Mb is the "body wave" magnitude, and is generally derived from the 
amplitude/distance measurements of the P or S wave after they have
traveled through the "body" of the earth., which is a 
compressional wave radiating out from the seismic source. Note
that the polarity of this wave can be negative: ie dilatational,
if your station is located in that quadrant of the focal mechanism.

Ms is the surface wave magnitude, generally derived from the Lg
type waves, which are usually the largest peak to peak amplitude
of the seismic record. These are generated when the body waves reach 
the free surface, and most of their energy comes from the S-waves.

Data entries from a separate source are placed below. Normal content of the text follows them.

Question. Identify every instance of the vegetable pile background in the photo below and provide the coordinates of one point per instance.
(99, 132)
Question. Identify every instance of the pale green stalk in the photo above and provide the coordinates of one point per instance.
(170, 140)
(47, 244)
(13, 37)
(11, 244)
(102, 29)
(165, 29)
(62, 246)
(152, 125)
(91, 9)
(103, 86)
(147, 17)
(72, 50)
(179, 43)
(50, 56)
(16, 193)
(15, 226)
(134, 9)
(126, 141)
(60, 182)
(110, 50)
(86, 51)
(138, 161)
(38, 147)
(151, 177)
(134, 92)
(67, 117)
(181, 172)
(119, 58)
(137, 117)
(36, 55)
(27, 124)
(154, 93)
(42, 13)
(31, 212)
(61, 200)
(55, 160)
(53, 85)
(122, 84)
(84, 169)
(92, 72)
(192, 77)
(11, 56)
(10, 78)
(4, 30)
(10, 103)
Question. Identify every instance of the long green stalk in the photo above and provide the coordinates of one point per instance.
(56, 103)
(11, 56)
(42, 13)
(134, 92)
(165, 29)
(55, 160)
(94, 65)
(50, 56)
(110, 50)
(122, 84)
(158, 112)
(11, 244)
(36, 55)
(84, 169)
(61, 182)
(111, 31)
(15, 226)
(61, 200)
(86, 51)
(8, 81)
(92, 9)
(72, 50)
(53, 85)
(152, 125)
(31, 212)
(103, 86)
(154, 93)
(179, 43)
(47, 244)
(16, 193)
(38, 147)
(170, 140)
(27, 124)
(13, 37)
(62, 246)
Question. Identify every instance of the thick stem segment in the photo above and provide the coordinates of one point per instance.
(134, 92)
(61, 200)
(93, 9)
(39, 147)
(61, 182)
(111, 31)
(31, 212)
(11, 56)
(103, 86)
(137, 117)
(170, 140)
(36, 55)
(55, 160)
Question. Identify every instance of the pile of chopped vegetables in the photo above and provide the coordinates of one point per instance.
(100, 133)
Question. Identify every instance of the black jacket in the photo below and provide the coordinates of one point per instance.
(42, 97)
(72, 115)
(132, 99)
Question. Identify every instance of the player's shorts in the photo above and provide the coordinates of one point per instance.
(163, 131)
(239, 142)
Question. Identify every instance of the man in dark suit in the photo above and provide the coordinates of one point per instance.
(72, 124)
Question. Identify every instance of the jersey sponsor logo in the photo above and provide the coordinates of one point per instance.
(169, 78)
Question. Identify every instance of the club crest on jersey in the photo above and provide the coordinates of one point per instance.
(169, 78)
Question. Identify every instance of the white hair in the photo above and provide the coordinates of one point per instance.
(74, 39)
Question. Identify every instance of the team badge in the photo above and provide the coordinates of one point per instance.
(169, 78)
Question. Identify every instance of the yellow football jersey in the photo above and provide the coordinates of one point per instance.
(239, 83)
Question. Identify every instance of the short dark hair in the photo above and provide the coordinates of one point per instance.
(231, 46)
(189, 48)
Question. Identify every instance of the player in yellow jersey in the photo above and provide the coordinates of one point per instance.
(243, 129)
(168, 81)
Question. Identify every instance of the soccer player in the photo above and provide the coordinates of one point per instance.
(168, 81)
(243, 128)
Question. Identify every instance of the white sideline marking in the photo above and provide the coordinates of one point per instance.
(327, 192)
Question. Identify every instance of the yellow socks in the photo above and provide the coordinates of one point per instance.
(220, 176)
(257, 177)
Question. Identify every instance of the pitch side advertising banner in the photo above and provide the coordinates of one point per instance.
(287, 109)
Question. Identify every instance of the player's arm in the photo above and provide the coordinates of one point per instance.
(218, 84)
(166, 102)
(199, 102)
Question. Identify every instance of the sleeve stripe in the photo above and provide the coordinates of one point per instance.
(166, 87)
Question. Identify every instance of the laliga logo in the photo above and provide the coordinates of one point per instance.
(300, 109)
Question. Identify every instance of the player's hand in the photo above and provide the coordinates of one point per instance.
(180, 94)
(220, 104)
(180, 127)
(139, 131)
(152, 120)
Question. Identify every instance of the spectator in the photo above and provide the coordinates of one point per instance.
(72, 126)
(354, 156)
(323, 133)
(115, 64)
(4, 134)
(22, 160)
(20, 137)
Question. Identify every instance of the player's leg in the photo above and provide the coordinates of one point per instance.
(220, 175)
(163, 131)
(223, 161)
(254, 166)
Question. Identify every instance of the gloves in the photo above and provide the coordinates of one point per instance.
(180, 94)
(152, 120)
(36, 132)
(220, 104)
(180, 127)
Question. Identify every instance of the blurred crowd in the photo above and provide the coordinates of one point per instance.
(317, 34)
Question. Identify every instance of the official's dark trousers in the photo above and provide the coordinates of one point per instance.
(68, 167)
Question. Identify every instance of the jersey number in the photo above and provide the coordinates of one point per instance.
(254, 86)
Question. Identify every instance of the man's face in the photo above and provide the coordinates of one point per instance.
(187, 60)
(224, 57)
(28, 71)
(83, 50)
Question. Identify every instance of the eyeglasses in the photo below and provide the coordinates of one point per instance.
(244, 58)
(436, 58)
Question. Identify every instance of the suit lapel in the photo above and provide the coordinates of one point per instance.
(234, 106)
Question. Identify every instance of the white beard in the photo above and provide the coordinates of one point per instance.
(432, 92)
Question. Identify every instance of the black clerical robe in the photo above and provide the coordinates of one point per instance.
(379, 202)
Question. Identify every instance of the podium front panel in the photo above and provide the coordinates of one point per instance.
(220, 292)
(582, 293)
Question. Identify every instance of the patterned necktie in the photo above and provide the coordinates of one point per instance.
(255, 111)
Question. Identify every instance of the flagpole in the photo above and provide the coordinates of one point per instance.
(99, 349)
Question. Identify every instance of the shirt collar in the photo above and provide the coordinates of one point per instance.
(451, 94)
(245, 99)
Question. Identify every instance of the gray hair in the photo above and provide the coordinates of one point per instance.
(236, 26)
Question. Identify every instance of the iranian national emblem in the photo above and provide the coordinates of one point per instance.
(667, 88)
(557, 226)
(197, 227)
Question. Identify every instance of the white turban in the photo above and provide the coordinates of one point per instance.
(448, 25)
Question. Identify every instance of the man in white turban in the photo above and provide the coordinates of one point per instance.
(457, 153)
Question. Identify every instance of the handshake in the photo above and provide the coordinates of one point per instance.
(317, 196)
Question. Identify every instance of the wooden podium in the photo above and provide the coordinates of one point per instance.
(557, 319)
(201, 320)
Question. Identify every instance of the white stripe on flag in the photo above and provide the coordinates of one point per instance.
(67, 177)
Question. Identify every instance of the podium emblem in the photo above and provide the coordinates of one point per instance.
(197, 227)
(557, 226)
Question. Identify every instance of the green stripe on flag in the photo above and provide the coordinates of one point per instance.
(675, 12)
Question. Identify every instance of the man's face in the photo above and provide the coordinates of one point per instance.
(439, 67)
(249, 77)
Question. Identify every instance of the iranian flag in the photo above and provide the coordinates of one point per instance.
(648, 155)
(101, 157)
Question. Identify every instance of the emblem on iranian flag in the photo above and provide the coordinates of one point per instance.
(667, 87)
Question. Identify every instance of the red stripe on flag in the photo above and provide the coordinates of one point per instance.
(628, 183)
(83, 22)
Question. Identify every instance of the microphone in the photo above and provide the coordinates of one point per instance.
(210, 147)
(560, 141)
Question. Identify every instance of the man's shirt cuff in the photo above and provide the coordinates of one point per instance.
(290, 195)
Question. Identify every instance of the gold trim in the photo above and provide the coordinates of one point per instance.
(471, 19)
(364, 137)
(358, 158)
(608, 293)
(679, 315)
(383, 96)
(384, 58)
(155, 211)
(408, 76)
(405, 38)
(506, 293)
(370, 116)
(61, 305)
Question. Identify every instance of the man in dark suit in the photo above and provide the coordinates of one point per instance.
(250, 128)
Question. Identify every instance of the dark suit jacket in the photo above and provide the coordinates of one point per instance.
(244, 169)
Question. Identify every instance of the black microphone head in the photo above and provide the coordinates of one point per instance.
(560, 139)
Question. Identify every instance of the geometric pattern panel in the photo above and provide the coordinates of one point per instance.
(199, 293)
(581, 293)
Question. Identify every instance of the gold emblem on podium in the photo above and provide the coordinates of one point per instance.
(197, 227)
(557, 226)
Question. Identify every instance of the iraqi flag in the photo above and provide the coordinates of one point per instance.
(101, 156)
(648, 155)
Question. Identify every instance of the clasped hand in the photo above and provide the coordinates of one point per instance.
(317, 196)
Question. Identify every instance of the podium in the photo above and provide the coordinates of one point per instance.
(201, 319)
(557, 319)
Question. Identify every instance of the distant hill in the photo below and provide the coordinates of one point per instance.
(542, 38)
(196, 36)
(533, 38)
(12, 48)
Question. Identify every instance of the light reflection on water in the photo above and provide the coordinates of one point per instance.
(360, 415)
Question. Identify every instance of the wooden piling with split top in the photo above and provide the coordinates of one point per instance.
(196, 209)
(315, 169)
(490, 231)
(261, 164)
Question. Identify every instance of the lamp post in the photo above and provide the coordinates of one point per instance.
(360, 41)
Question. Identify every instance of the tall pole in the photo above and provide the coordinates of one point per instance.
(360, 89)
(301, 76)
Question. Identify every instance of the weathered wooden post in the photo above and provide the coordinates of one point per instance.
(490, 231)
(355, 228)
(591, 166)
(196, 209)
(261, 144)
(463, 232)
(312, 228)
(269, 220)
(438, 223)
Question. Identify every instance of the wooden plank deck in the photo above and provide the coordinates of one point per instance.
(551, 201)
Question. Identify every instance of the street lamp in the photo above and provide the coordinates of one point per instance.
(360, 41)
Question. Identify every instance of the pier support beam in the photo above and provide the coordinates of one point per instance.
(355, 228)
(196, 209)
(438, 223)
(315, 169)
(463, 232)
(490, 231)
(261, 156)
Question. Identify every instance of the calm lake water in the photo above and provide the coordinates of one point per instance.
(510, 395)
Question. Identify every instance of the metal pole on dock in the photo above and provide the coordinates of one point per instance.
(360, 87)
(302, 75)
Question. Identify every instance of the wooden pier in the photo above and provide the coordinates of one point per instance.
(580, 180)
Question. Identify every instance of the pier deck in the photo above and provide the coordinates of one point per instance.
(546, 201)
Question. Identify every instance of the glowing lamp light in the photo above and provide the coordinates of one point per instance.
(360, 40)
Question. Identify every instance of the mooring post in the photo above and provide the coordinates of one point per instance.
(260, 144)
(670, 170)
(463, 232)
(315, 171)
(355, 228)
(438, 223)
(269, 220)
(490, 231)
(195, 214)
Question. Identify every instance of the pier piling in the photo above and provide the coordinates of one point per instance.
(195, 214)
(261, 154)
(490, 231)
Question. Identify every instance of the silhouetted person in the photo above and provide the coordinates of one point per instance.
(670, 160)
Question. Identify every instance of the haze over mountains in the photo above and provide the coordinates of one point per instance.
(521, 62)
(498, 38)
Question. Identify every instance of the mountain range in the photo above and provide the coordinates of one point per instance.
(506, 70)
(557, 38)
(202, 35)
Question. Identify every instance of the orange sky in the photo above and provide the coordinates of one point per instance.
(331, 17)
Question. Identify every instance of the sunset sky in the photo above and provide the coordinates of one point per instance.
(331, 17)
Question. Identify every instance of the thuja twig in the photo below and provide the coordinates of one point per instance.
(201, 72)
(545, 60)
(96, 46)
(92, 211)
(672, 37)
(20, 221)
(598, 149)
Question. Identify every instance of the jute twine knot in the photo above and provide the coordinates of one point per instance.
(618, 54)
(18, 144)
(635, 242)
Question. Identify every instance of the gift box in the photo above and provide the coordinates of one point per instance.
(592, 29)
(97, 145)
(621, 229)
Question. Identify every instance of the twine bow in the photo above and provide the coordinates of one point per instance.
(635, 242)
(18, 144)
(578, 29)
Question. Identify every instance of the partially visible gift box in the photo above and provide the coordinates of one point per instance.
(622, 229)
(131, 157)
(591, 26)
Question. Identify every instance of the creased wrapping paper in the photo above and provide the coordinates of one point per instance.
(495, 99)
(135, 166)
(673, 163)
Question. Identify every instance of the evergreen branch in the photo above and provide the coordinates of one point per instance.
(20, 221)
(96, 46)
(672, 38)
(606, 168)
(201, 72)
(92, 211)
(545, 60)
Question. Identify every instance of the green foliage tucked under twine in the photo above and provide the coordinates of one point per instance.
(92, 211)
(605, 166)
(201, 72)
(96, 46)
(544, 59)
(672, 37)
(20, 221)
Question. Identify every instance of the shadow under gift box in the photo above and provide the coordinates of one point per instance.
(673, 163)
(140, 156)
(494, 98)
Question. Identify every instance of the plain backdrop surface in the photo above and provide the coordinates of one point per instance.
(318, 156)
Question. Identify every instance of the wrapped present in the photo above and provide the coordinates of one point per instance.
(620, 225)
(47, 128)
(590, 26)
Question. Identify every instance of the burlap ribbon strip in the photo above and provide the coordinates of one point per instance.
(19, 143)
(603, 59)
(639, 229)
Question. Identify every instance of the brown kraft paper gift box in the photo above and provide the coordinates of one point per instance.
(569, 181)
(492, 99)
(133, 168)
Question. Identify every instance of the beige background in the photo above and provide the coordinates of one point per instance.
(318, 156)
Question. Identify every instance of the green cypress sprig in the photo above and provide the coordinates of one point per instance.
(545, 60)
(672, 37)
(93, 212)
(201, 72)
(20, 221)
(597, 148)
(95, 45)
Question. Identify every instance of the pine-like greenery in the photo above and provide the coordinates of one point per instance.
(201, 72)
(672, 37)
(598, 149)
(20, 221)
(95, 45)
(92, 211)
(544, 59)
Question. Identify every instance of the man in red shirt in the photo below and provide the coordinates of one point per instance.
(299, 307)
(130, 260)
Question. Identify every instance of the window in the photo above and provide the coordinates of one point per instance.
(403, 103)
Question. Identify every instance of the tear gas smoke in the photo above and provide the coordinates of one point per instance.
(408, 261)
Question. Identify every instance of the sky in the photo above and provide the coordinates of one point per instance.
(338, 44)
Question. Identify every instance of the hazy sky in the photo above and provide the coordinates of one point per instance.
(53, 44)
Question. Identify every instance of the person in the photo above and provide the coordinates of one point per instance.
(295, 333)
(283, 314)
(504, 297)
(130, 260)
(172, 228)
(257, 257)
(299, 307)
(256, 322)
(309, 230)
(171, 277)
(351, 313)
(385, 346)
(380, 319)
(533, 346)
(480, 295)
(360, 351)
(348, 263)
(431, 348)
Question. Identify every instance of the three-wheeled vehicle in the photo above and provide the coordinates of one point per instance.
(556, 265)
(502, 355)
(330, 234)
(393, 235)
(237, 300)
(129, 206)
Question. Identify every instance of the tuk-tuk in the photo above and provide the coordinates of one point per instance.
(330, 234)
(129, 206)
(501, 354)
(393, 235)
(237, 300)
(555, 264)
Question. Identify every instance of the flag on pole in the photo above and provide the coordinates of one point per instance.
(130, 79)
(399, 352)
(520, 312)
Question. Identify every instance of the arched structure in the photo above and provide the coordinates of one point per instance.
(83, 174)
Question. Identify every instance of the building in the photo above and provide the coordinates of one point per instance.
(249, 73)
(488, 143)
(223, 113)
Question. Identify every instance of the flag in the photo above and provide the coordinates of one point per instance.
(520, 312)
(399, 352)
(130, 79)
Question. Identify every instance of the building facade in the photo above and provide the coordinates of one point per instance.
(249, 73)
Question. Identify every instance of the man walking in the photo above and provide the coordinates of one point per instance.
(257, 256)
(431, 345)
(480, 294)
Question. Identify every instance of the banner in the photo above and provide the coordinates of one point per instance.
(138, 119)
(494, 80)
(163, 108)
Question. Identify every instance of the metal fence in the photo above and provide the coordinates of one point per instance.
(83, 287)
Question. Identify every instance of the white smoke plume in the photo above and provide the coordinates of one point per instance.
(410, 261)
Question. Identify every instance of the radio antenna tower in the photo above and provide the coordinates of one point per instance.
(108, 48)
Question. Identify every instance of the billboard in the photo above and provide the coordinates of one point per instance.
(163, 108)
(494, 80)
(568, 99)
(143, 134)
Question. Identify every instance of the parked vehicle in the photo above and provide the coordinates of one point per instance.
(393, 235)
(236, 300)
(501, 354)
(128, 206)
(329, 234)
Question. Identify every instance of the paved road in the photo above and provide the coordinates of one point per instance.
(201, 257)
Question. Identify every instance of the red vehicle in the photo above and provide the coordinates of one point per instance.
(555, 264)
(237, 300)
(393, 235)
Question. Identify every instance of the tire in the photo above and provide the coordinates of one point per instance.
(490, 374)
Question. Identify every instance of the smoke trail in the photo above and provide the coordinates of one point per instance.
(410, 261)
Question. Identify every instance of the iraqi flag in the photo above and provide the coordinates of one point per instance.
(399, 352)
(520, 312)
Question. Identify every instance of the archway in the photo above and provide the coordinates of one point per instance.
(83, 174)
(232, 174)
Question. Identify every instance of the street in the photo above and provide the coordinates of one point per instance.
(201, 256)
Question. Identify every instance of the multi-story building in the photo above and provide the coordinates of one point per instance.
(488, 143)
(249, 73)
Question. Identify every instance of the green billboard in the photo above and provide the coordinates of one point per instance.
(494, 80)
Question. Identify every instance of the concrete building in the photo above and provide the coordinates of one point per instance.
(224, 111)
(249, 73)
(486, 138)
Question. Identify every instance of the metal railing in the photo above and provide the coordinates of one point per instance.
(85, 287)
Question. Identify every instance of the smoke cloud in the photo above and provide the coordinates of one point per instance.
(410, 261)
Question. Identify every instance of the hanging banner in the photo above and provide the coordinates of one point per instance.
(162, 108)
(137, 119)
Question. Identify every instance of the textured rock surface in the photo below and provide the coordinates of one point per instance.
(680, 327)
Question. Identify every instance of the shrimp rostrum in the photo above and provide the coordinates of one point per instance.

The formulas for determining Mb or Ms are similar, only differing
in the path attenuation parameters. A generic form for Ms is
	Ms = log(A/T) + 1.66*log(delta) + 0.18; A in nanometers,
	T in seconds, and delta in degrees.
Many a PhD thesis has been argued over the values of the constants,
some of which end up "my quakes are bigger than yours, so WE should
get the funding".

For discriminating nuclear tests, the main difference between these
and earthquakes is the focal mechanism, or what happens at the 
source of the event. With a quake, the mechanism is one side of a 
fault segment moving laterally or vertically with respect to the other 
side, over a rupture length that is proportional to the quake magnitude.
The source is a "double couple" that releases about equal P and S
wave energy in a pattern that is a symmetric but mirrored image 
about the fault.

But an explosion is a "point source" that radiates mostly compressive
energy equally in all directions. Nuclear tests do not generate shear
waves, so they produce minimal surface waves. (Strip mine blasts DO
produce large surface waves because of the ripple in the firing).
The Nevada Test Site underground tests were always remarkable in our
records because of the energetic P phase, no S phases, and a wimpy
surface wave. (A further give-away of an NTS event was that they always 
occurred exactly on the UTC hour.)

SO one of the promising methods for policing the CTBT (test ban treaty)
was hoped to be the Mb to Ms ratio. However, this is greatly affected
by the ray paths, and setting off a small nuke off center in a large
oblong cavity can imitate a double couple with shear and surface waves.
Often the blast will release local strain, showing a shear wave.

By the way, I  don't think the improving the S/N of your SG in the range 
from 1 to 20 mhz (1000 to 50 seconds range) would help in this regard, 
since the period of body waves (P and S) are relatively short, in the 
range from 1 to 10 seconds at teleseismic distances.